O individualismo tem crescido basicamente em função dos avanços
tecnológicos que nos levam a passar cada vez mais tempo em atividades
solitárias, tais como o uso do computador, de 'mp3 player', de jogos
eletrônicos etc.; isso desde os primeiros anos de vida.
É fato também que a disponibilidade da maioria das mães diminuiu porque
elas hoje também trabalham fora de casa. Além disso, é cada vez mais
difícil para as crianças conviverem com outras da mesma idade de forma
espontânea, já que as ruas não são mais o 'playground' que eram.
Podemos definir o individualismo como a capacidade de exercer a própria
individualidade. É curioso porque a palavra individualidade tem
conotação positiva, como a conquista de um estado de autonomia.
Nascemos totalmente sem identidade e em estado de fusão com nossas mães.
Levamos mais de 20 anos para completar o processo de desenvolvimento
interior que definirá nossa individualidade.

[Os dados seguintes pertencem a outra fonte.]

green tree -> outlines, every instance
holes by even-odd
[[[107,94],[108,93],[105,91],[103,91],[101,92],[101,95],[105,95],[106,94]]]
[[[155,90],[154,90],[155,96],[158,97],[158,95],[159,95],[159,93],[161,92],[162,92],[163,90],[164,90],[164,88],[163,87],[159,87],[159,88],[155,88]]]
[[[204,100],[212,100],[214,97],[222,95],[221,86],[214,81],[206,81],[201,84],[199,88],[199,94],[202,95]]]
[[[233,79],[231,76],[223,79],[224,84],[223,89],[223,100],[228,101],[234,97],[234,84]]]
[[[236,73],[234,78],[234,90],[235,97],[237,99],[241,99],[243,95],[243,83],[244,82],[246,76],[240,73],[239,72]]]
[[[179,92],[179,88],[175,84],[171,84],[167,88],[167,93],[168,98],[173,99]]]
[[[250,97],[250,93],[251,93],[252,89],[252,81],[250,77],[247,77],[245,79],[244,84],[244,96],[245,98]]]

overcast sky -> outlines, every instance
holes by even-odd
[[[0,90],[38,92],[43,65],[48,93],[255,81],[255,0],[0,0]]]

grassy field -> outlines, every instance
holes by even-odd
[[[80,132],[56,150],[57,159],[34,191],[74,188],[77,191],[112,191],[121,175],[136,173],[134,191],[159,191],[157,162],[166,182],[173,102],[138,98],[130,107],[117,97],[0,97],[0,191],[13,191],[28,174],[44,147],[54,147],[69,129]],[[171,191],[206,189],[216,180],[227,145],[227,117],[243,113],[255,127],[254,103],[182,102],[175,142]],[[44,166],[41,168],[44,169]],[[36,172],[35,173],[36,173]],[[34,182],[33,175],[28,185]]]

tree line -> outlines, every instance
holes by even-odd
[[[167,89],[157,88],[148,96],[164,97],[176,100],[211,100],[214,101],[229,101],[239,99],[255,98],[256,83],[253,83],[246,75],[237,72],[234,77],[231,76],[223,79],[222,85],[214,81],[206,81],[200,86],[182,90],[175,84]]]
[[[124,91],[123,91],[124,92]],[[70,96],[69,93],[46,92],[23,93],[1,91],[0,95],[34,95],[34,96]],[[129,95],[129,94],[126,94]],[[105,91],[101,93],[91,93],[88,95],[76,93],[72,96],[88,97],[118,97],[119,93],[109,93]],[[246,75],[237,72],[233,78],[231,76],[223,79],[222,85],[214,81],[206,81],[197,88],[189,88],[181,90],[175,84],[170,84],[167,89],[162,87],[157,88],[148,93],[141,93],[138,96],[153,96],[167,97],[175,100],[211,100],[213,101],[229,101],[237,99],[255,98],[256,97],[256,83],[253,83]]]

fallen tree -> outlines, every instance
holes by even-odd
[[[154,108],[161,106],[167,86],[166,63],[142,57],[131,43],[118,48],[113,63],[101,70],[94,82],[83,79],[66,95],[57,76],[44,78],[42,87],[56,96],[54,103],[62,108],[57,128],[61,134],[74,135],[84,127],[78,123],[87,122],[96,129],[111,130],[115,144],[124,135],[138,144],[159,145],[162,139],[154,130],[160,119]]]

Ela é, talvez, uma das nossas maiores conquistas: conseguimos finalmente
nos reconhecer como um ser autônomo, com pensamento próprio e pontos de
vista construídos a partir de nossas próprias vivências - é claro que
influenciado por tudo o que nos cerca.
A individualidade nos faz consciente de nossa condição de solitários, de
que todos os contatos que estabelecemos com “os outros” é um tanto
precário, que nem sempre somos tão bem entendidos como gostaríamos, isso
porque o modo de pensar de cada cérebro é único e a comunicação nem
sempre se estabelece.
Por anos lutamos contra a sensação de solidão determinada pela
constituição da nossa individualidade. Creio que nós, como espécie,
ainda lutamos contra essa condição e só estamos nos aproximando dela em
virtude dos avanços tecnológicos que estão nos “forçando” a dar
continuidade ao processo de emancipação que sempre tendemos a
interromper.
Os processos contrários à individualidade fazem parte do fenômeno
amoroso, da tendência que temos de nos aconchegar inicialmente em nossas
mães e depois em seus substitutos adultos - relacionamentos amorosos,
patriotismo etc.
Ao nos colocarmos como defensores do amor e das tendências gregárias que
dele resultam, nos posicionamos, nem sempre de modo consciente, contra o
desenvolvimento da nossa individualidade. Passamos a considerá-la como
nociva ao bem comum, como algo que nos impediria de pensar também no
próximo.
Para preservar o termo “individualidade”, altera-se o foco das críticas
para outra palavra com significado semelhante. Aqueles que são
favoráveis às causas coletivas se colocam contra o individualismo - que
significa apenas o exercício da individualidade, algo que eles mesmos
consideram positivo.
Compreendo a aflição das pessoas diante de um ponto de vista novo e
aparentemente contraditório com o que se habituaram; ou seja, de que o
individualismo implica em egoísmo e descaso pelo outro.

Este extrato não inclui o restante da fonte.